If no change is made, the bridge will be taken apart with hand tools in late summer or early fall, with the concrete abutments left in place “and allowed to decompose over time,” the report said.

Those portions of wood treated with creosote, including the huge trees that hold it up, will be hauled out or flown up during “up to two helicopter trips,” while untreated wood will be chopped up and burned on site. The process is expected to take five days.

Thoreau Falls Bridge is a footbridge built in 1962 on a pair of 60-foot logs spanning the East Branch of the Pemigewasset River. The river is difficult or dangerous to cross during high water times in spring, and during the winter when it rarely freezes completely. The bridge connects the northern and southern sections of the Pemigewasset Wilderness Area, 45,000 acres of the White Mountain National Forest between Franconia Notch and Crawford Notch.

Thoreau Falls Bridge was damaged by raging waters created by Hurricane Irene in 2011. The White Mountain National Forest put up warning signs saying only one person at a time should cross it, and in 2015 began a public discussion about whether to replace the bridge or remove it.

The issue has divided outdoors advocates. The Appalachian Mountain Club, for example, wants the bridge replaced to allow continued access to the heart of what is often called the Pemi Wilderness, while the national group Wilderness Watch wants it removed, saying that building structures in a wilderness area goes against the idea of creating a place where people can escape civilization.
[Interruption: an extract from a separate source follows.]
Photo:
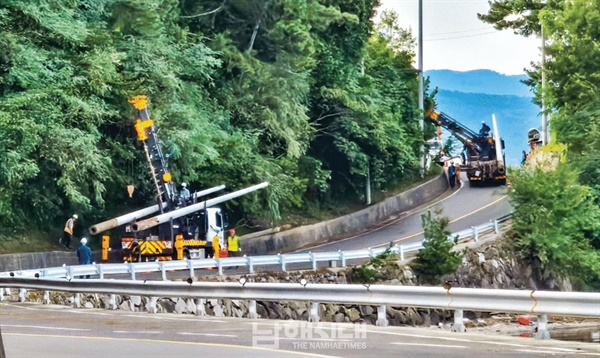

Another prominent advocate of replacing the bridge is Sen. Jeb Bradley, R-Wolfeboro, the Legislature’s best-known hiker, having summited all 48 of the state’s 4,000-footers during all 12 months of the year. He has often argued that without the bridge, few people will be able to make it to the heart of the Pemi Wilderness, especially in winter, and that its loss would lead more people to expose themselves to danger by attempting to ford the river.

The Pemi Wilderness is covered by the federal Wilderness Act, although the Thoreau Falls Bridge was built two years before that act was passed by Congress. The area was added to the Wilderness Preservation System through the New Hampshire Wilderness Act of 1984.

The federal Wilderness Act in general does not allow large structures like bridges to be built in wilderness areas and says construction must use local materials. That doesn’t seem possible in this case: There are no nearby trees big enough to replace the logs that supported the bridge, which were probably hauled in by horses from outside the region and were treated with creosote, which wouldn’t be allowed today. Building a new bridge would require bringing in pressure-treated lumber trusses, probably by helicopter.

Even the question of what has been done in similar situations is not straightforward.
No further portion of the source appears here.